Hi, Gummy! Storygirl95 dropping by for a review!
Hahahahahahaha. I love you so much right now. Because your high school experience is my high school experience. I spent so much time regretting the lack of studying because I was too busy trying to catch Palkia or Dialga.
The professor always makes me so mad when he tells me when I can or cannot ride my bike. I WANT TO RIDE MY BIKE ON A MUDSLIDE, PROFESSOR. DON'T TELL ME WHAT TOO DO.
I've probably spent a total of three full days waiting around for breeding too.
Don't think I don't notice that Zelda reference either.
You're the best!
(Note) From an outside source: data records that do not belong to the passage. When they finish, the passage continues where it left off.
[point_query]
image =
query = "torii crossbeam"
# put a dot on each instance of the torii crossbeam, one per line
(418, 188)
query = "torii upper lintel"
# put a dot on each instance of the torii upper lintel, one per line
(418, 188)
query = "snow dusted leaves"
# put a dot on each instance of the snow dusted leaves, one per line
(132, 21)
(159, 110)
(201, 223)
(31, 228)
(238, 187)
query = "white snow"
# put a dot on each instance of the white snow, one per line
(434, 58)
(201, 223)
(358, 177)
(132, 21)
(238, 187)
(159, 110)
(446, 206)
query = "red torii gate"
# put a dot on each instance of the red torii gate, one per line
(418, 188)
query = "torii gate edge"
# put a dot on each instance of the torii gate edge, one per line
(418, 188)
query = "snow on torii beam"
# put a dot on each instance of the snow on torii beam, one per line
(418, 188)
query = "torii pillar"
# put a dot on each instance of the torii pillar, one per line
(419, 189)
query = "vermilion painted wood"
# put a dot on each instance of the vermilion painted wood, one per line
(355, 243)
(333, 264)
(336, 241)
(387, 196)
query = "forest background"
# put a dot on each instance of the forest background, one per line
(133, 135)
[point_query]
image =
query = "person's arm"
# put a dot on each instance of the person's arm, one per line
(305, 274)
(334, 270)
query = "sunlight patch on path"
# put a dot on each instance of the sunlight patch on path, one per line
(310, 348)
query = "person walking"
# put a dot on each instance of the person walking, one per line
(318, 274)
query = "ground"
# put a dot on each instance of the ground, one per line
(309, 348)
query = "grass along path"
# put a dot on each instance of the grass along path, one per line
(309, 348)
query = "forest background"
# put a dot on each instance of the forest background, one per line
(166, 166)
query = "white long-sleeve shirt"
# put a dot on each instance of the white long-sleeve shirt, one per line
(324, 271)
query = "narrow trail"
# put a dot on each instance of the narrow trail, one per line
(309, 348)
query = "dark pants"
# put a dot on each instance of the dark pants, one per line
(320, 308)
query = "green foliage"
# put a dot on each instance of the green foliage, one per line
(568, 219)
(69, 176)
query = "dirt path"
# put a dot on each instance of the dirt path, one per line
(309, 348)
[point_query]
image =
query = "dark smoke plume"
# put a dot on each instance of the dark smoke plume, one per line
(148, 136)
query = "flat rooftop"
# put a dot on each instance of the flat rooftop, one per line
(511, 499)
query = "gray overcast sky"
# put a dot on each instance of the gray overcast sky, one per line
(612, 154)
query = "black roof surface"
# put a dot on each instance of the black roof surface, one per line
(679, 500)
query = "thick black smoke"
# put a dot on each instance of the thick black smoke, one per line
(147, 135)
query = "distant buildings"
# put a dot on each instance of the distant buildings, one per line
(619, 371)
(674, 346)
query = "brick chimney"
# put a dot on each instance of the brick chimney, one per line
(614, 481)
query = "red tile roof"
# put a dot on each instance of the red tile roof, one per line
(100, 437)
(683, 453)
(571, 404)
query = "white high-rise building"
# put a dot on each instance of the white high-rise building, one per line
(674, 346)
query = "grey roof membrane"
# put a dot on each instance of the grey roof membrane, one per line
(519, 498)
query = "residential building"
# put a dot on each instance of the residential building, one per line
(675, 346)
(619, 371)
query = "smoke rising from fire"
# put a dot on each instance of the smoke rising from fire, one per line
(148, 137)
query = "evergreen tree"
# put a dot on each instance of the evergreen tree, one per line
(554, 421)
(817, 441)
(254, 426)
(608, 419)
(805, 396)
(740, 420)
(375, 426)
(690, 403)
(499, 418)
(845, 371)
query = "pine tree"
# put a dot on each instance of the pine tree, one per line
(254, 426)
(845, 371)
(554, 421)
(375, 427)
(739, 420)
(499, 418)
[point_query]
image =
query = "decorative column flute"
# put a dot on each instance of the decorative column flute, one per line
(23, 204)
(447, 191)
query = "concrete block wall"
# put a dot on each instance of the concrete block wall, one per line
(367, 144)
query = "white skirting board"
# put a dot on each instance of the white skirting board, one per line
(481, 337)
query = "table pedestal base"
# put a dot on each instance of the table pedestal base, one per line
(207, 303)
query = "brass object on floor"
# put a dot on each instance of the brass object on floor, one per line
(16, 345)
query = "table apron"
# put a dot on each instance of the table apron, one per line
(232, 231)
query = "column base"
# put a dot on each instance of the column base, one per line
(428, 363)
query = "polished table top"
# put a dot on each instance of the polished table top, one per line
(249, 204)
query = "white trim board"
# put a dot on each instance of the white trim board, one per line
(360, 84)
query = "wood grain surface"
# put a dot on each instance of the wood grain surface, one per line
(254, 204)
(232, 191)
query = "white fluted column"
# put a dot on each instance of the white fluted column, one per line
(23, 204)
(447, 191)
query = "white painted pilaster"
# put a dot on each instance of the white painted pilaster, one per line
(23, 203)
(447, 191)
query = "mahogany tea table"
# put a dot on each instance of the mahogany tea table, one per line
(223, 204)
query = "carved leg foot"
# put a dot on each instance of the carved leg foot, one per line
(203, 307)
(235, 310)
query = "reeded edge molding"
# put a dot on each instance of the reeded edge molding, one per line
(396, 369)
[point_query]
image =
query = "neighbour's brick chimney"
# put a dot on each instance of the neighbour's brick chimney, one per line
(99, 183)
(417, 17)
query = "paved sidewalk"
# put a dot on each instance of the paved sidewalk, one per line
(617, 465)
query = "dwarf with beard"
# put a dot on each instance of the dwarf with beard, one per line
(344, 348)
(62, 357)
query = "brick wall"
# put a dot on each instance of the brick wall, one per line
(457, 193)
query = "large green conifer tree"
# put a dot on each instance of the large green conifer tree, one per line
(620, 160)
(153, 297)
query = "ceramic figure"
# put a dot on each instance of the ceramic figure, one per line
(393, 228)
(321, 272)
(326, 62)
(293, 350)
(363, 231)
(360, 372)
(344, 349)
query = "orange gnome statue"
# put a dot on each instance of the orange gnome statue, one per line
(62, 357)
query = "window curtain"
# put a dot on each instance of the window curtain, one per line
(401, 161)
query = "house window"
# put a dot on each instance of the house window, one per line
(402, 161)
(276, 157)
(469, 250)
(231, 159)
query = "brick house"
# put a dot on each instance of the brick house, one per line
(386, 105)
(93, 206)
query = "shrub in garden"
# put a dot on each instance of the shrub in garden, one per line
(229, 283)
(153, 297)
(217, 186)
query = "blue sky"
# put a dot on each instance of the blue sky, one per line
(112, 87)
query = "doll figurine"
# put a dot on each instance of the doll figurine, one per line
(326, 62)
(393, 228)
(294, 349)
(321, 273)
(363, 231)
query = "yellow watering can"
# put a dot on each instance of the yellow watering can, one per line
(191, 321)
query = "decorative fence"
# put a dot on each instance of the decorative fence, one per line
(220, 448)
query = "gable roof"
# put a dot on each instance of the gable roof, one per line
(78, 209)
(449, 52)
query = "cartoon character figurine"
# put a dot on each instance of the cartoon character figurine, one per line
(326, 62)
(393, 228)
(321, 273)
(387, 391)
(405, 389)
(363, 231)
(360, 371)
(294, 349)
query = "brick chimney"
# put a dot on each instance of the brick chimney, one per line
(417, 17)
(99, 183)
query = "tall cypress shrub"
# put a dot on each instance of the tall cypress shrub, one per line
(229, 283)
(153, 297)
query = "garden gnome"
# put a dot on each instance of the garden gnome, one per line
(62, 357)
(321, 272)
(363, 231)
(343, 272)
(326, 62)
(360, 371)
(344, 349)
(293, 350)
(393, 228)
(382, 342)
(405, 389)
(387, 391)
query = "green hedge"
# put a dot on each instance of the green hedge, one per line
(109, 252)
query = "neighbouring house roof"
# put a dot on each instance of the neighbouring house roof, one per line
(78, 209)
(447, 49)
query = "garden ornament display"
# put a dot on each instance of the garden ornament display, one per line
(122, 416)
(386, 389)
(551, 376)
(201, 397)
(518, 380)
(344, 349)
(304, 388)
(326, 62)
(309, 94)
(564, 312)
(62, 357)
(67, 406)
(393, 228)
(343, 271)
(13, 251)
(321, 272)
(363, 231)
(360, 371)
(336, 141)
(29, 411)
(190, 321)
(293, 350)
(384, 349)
I hope you do better with your future endeavors in your past, but I will always understand choosing virtual reality over actual reality.
I don't have anything to say that I could use as an actual critique, so good job!
Have a wonderful evening, and keep writing!



Random avatar
Gummy says...


Thanks so much for your feedback! Like most of my other pieces as of late, my only inspiration to write this piece was whatever I found to my left. (My 3DS, in this case) This was really a fun poem to write, even if I went a little crazy on the rhymes. I'm glad you enjoyed this piece so much, and I'll try hard in the future so as not to disappoint enthusiastic readers like yourself! Take care, and thanks again for taking the time to review!




More than anything she wanted the world to be uncomplicated, for right and wrong to be as easily divided as the black and white sections of an Oreo. But the world was not a cookie.